Sometimes JSONL files are unavailable (deleted, different machine, lost). The recover_conversations.py script reconstructs conversation structure from requests.db alone.
- Classify each request as streaming or non-streaming by the
streamfield - Group requests into turns — anchoring on streaming requests, with optional non-streaming partners matched by content hash within 30 seconds
- Chain turns into conversations by hash prefix overlap — if request B's hash_ids share >97% prefix with request A, they're in the same conversation
- Order by timestamp to reconstruct the conversation timeline
When generating traces from both real JSONL and recovered data:
python3 recover_conversations.py requests.db \
--output-dir recovered_jsonl/ \
--exclude-indexed jsonl/ \
--workers 16The --exclude-indexed flag ensures recovered conversations only contain requests not already covered by real JSONL files.

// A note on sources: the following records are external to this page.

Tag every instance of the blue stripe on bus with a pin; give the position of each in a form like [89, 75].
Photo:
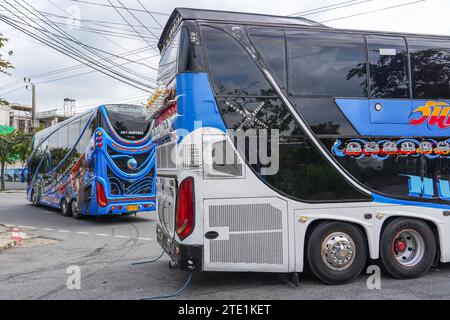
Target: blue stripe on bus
[383, 199]
[194, 89]
[392, 120]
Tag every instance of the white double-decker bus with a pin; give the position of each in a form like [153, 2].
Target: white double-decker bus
[283, 143]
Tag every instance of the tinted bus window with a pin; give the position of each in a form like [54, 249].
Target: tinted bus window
[87, 135]
[74, 132]
[231, 69]
[271, 45]
[389, 72]
[303, 173]
[430, 63]
[327, 64]
[168, 63]
[128, 121]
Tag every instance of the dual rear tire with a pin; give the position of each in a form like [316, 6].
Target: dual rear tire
[337, 252]
[70, 209]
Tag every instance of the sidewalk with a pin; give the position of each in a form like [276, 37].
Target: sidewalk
[5, 238]
[13, 191]
[11, 236]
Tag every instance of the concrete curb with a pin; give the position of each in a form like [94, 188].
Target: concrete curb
[7, 244]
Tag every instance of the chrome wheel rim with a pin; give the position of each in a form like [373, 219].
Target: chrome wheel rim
[338, 251]
[408, 248]
[75, 208]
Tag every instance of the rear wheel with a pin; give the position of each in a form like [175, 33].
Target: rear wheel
[407, 248]
[76, 210]
[34, 198]
[66, 209]
[336, 252]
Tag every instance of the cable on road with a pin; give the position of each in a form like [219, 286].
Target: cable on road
[176, 293]
[150, 261]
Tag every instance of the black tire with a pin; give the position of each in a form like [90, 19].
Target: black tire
[76, 211]
[398, 265]
[66, 209]
[34, 198]
[318, 242]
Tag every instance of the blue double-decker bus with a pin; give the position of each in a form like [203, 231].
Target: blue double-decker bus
[101, 162]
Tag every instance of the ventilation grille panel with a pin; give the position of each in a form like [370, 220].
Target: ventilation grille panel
[165, 156]
[250, 231]
[260, 248]
[245, 217]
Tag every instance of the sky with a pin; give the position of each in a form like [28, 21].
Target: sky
[32, 58]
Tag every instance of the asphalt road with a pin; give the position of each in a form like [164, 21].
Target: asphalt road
[105, 249]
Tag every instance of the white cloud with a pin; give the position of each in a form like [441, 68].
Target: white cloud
[32, 58]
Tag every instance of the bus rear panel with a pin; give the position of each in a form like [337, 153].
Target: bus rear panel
[282, 142]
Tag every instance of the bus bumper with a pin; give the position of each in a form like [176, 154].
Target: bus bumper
[184, 257]
[126, 208]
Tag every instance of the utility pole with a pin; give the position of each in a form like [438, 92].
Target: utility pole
[33, 101]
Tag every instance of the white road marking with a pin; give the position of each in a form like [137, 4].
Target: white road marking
[84, 233]
[123, 237]
[145, 239]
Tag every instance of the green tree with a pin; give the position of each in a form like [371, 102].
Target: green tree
[5, 64]
[6, 155]
[22, 145]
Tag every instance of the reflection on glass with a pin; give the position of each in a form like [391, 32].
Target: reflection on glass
[430, 63]
[388, 67]
[327, 64]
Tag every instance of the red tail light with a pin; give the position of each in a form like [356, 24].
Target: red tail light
[102, 201]
[185, 217]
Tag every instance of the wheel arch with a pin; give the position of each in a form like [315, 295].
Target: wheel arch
[318, 221]
[432, 224]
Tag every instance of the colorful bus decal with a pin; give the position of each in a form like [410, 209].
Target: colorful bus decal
[433, 113]
[383, 149]
[428, 188]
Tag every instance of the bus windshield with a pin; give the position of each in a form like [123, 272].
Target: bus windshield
[129, 121]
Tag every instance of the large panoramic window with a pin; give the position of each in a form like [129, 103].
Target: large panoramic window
[232, 70]
[326, 64]
[129, 121]
[168, 63]
[430, 63]
[302, 172]
[272, 46]
[389, 72]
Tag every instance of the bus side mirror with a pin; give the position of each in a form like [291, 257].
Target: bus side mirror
[24, 175]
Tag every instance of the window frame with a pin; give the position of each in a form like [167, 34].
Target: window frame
[408, 62]
[424, 39]
[365, 55]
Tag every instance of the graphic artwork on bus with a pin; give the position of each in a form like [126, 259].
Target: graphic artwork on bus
[383, 149]
[425, 188]
[102, 162]
[434, 113]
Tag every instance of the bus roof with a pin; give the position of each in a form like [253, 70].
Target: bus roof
[238, 17]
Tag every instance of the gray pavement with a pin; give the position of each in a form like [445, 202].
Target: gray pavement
[104, 249]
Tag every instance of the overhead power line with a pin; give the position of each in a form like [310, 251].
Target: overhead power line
[319, 8]
[112, 41]
[61, 37]
[111, 6]
[139, 21]
[374, 11]
[126, 20]
[336, 7]
[67, 50]
[151, 15]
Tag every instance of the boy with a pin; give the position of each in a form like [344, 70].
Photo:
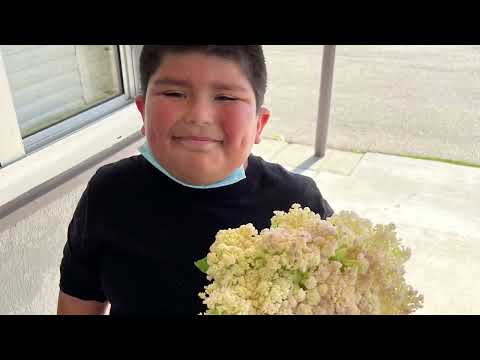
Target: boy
[143, 221]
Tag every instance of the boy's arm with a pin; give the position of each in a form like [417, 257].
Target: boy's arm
[81, 290]
[69, 305]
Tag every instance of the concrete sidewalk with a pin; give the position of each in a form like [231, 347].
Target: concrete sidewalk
[435, 206]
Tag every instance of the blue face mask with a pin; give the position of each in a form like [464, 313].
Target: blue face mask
[236, 176]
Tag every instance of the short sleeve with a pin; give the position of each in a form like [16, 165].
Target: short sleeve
[79, 268]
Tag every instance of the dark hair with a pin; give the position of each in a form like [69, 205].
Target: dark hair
[249, 57]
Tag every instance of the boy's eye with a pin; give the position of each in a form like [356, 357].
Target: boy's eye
[174, 94]
[225, 98]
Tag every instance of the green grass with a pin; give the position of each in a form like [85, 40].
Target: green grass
[437, 159]
[419, 157]
[432, 158]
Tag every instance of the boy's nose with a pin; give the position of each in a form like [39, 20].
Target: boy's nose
[199, 113]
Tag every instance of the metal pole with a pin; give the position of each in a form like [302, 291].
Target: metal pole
[326, 81]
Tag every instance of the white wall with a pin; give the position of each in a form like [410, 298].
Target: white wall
[32, 240]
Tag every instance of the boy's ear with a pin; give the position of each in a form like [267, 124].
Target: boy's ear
[262, 120]
[140, 102]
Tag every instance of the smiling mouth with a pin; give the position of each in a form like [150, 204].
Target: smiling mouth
[196, 143]
[196, 139]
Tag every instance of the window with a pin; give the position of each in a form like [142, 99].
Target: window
[57, 89]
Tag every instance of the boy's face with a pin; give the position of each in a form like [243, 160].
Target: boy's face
[200, 117]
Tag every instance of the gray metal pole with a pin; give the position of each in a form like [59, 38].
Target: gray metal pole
[324, 101]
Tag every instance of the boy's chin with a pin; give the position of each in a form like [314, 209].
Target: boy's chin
[203, 179]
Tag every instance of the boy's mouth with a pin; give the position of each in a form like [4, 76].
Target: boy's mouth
[196, 142]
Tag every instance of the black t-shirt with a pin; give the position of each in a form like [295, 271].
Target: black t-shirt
[135, 234]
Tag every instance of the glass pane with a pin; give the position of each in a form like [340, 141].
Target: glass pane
[407, 100]
[54, 82]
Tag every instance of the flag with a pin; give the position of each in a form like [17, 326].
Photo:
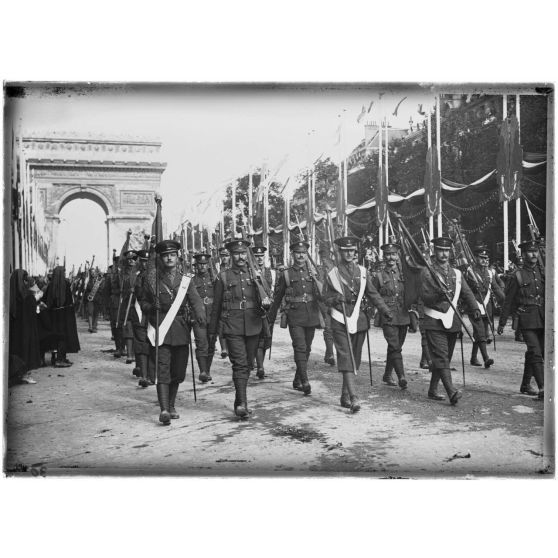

It works by:
- Scanning all JSONL files in the specified directory
- Extracting message IDs from assistant entries
- Skipping any DB request whose response contains a matching message ID
This prevents duplicate requests appearing in both real and recovered traces.
Claude Code (CLI)
│
┌───────────────┼───────────────────┐
│ │ │
▼ │ ▼
JSONL conversation │ claude-code-proxy
files saved locally │ (github.com/seifghazi/claude-code-proxy)
│ │ │
~/.claude/projects/ │ ▼
<hash>/<conv-id>.jsonl │ requests.db
(one entry per turn) │ (ALL requests + responses)
│
▼
Anthropic API
The setup: Claude Code is configured to route API calls through claude-code-proxy. The proxy saves every request/response to requests.db and forwards them to the Anthropic API. Separately, Claude Code saves its conversation state to local JSONL files as it normally does.
requests.db + JSONL files
│
├─── build_message_index.py ──→ message_id_index.json
├─── build_conversation_index.py ──→ conversation_index table
│
├─── complete_cache_visualizer.py ──→ HTML visualizations
├─── complete_cache_analyzer.py ──→ text statistics
│
└─── build_minimal_traces.py ──→ trace JSON files
│
└──→ kv-cache-tester (replay)
Currently, data collection requires running claude-code-proxy to capture requests, plus access to Claude Code's local JSONL files. A planned future enhancement will support ingesting data directly from the Claude Enterprise admin log console, which provides API request/response logs without needing a proxy.
The Enterprise log console provides similar data to requests.db (request bodies, response bodies, usage metrics) but through an admin API rather than a local proxy. The integration would:
- Fetch request logs from the Enterprise API
- Convert to the same internal format used by the analysis scripts
- Generate traces using the existing
build_minimal_traces.pypipeline
This would eliminate the proxy requirement for Enterprise customers and provide access to logs from any team member's Claude Code sessions.
| Aspect | Current (Proxy) | Future (Enterprise) |
|---|---|---|
| Data capture | Local proxy intercepts | Enterprise admin API |
| Scope | Single user's sessions | All team sessions |
| JSONL files | From local ~/.claude/ |
Not available (DB-only recovery) |
| Setup | Install + configure proxy | Enterprise admin access |
The trace format and analysis tools remain unchanged — only the data ingestion layer differs.